Eka menambahkan proses penegakan hukum juga membuat eksportir timah yang tergabung dengan AETI menurun dimana dari 24 perusahaan termasuk smelter yang bermasalah dengan hukum sekarang tinggal 14 perusahaan.
"Memang kita akui smelter timah banyak yang tidak aktif sekarang bukan hanya terkait masalah hukum saja. Tetapi regulasi yang ditetapkan pemerintah saat ini juga sulit dimana wilayah pertambangan harus Clear And Clean (CNC) hingga asal usul barang di RKAB" ujar dia.
Penghitungan kerugian lingkungan di kasus korupsi timah dilakukan oleh Ahli Lingkungan Hidup Fakultas Kehutanan Institut Pertanian Bogor atau IPB University Bambang Hero Saharjo. Ia menyebut jumlah kerugian tersebut diperoleh setelah memverifikasi di lapangan dan pengamatan menggunakan citra satelit sejak 2015 sampai 2022.
Kejaksaan Agung menyatakan, kerugian negara dalam kasus korupsi tata niaga timah di wilayah Izin Usaha Pertambangan PT Timah tahun 2015-2022 mencapai Rp 300 triliun. Penghitungan itu berdasarkan audit Badan Pengawasan Keuangan dan Pembangunan (BPKP).
"Berdasarkan hasil audit perhitungan kerugian keuangan negara dari BPKP, diperoleh hasil kerugian yakni sebesar Rp300 triliun," kata Kepala Pusat Penerangan Hukum Kejaksaan Agung, Ketut Sumedana, Rabu, 29 Mei 2024.

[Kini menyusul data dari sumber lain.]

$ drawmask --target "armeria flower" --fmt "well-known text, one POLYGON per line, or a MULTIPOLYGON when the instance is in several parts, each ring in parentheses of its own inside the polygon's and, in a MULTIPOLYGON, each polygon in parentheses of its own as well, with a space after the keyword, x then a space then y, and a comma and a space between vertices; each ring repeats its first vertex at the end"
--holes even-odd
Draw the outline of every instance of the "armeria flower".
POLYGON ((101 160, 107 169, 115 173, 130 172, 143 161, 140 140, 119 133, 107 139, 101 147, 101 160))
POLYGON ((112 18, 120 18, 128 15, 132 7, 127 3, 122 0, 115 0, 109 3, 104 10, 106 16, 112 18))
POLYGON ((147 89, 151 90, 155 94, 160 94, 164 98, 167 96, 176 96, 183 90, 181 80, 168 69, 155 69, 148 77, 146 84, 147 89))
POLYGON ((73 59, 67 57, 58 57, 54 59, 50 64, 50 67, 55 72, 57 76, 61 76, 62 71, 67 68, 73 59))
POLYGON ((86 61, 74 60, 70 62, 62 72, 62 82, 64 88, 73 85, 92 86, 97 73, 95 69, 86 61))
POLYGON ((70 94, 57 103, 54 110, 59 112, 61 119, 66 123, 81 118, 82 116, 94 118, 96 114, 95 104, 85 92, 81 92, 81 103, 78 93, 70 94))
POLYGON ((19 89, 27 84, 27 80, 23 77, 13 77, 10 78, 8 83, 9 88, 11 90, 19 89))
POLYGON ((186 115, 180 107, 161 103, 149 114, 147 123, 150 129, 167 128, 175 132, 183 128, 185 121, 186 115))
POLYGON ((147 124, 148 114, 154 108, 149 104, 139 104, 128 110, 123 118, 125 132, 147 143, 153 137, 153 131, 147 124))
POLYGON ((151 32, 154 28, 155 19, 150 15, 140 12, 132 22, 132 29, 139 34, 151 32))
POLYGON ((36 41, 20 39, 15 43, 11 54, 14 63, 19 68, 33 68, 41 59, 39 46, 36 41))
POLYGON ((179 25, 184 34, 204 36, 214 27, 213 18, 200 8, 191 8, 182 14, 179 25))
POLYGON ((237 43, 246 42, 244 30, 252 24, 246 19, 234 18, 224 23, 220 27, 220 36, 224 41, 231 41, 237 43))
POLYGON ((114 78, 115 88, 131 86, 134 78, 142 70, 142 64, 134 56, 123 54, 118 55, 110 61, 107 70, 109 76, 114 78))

Kerugian Rp 300 triliun itu terdiri atas:
- Kerugian atas kerja sama PT Timah Tbk dengan smelter swasta sebesar Rp 2,285 triliun
- Kerugian atas pembayaran bijih timah kepada mitra PT Timah Tbk sebesar Rp 26,649 triliun
- Kerugian lingkungan sebesar Rp271,1 triliun.
Mengenai kerugian lingkungan yang dimaksud, kata Ketut, merupakan akibat dari pengambilan bijih timah yang dilakukan para smelter/swasta yang bekerja sama dengan pegawai atau pejabat PT Timah Tbk di wilayah IUP PT Timah Tbk secara ilegal sehingga mengakibatkan kerusakan lingkungan.
"Yang menimbulkan kewajiban bagi PT Timah Tbk selaku pemegang IUP untuk memulihkan kerusakan yang terjadi," ujar Ketut seperti dikutip dari laman Kejaksaan Agung.